Rahel Narda Chaterine - detikNews
Kamis, 18 Jun 2020 19:55 WIB
ilustrasi kantor bmkg
Gedung BMKG (Farih Maulana/detikcom)
Jakarta -

Badan Meteorologi, Klimatologi, dan Geofisika (BMKG) mencatat ada peningkatan jumlah bencana gempa bumi di Indonesia. BMKG mencatat ada 7.169 kejadian gempa terjadi pada 2017, yang kemudian meningkat menjadi 11.920 pada 2018.

"Kalau kita lihat di sini, sampai 2017 itu 7.169 kira-kira kejadian gempa yang terjadi," kata Deputi Bidang Geofisika BMKG Muhammad Sadly dalam telekonferensi bertajuk 'Membangun Sinergi Memperkuat Komponen Hulu pada Sistem Informasi Gempa Bumi dan Peringatan Dini Tsunami (InaTEWS) di Indonesia' pada Kamis (18/6/2020).

"Tapi tiba-tiba melompat pada 2018 jadi 11.920. Luar biasa sekali lompatan frekuensi kejadian gempa bumi yang disertai juga ada yang sebagian tsunami," sambungnya.

Data catatan gempa bumi di Indonesia (Screenshot telekonferensi)BMKG mencatat ada peningkatan jumlah bencana gempa di Indonesia pada 2017 dan 2018 (Screenshot telekonferensi)

Sadly menambahkan jumlah gempa bumi yang terjadi pada 2019 tidak jauh berbeda dengan tahun sebelumnya.

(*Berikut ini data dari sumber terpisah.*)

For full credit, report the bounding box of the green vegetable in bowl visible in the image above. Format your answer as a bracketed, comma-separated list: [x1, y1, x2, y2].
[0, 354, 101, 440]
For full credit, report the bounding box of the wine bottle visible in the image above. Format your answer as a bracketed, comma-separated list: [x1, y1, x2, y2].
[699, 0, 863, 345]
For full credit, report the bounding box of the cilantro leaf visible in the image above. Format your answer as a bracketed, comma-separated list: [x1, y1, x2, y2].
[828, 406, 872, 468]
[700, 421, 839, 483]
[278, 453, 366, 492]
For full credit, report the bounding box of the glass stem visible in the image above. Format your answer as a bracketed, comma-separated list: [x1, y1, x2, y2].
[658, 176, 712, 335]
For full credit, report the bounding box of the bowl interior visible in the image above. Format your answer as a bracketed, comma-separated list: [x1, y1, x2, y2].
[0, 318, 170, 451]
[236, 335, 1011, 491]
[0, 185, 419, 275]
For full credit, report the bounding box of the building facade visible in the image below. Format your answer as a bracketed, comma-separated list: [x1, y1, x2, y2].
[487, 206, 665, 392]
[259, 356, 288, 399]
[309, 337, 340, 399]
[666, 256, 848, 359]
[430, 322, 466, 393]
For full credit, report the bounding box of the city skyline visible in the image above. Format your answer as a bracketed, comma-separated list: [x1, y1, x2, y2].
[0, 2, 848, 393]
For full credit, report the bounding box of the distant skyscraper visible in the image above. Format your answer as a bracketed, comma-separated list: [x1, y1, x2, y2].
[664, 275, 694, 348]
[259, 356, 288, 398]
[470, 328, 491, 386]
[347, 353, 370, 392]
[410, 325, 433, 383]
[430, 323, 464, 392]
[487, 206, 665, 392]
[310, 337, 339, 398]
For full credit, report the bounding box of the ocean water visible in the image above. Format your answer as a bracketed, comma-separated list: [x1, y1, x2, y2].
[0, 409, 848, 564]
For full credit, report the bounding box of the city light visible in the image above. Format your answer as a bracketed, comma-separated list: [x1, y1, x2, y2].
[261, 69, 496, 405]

BMKG mencatat ada sekitar 11.588 peristiwa gempa yang terjadi.

"Kemudian pada 2019 yang masih berjalan itu sekitar 11.588 gempa. Pada 2020 masih terus dimonitor oleh BMKG. Nanti akan kita dapatkan di akhir tahun gitu," ucap Sadly.

Menurut Sadly, statistik peningkatan gempa yang terjadi di Indonesia cukup besar. Dia pun menekankan pentingnya penguatan sistem informasi gempa bumi dan peringatan dini tsunami (InaTEWS).